Alzheimer's disease-linked risk alleles elevate microglial cGAS-associated senescence and neurodegeneration in a tauopathy model

bioRxiv [Preprint]. 2024 Jan 25:2024.01.24.577107. doi: 10.1101/2024.01.24.577107.


The strongest risk factors for Alzheimer's disease (AD) include the χ4 allele of apolipoprotein E (APOE), the R47H variant of triggering receptor expressed on myeloid cells 2 (TREM2), and female sex. Here, we combine APOE4 and TREM2R47H ( R47H ) in female P301S tauopathy mice to identify the pathways activated when AD risk is the strongest, thereby highlighting disease-causing mechanisms.
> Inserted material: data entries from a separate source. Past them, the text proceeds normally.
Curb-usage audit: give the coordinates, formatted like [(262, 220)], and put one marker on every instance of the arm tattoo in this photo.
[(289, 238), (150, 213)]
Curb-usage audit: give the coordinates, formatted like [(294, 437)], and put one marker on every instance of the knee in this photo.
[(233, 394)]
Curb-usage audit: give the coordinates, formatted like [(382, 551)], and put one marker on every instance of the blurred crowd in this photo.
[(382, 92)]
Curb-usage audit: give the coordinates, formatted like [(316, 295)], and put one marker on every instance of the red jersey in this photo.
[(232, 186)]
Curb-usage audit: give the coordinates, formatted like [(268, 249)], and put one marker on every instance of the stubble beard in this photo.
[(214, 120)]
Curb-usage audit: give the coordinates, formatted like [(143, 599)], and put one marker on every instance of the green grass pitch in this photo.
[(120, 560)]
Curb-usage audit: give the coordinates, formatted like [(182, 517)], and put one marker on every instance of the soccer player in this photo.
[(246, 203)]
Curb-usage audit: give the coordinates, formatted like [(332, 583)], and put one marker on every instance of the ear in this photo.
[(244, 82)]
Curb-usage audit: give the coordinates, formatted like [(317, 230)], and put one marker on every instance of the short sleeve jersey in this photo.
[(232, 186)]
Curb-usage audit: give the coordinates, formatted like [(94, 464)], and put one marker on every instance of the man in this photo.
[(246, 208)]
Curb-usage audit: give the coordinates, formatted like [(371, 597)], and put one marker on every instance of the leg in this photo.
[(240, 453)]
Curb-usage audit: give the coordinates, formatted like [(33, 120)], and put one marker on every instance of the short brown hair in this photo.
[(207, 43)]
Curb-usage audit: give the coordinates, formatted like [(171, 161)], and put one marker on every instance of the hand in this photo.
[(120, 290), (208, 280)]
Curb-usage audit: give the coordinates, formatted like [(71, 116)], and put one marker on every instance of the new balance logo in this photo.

We find that the R47H variant induces neurodegeneration in female APOE4 mice without impacting hippocampal tau load. The combination of APOE4 and R47H amplified tauopathy-induced cell-autonomous microglial cGAS-STING signaling and type-I interferon response, and interferon signaling converged across glial cell types in the hippocampus. APOE4-R47H microglia displayed cGAS- and BAX-dependent upregulation of senescence, showing association between neurotoxic signatures and implicating mitochondrial permeabilization in pathogenesis. By uncovering pathways enhanced by the strongest AD risk factors, our study points to cGAS-STING signaling and associated microglial senescence as potential drivers of AD risk.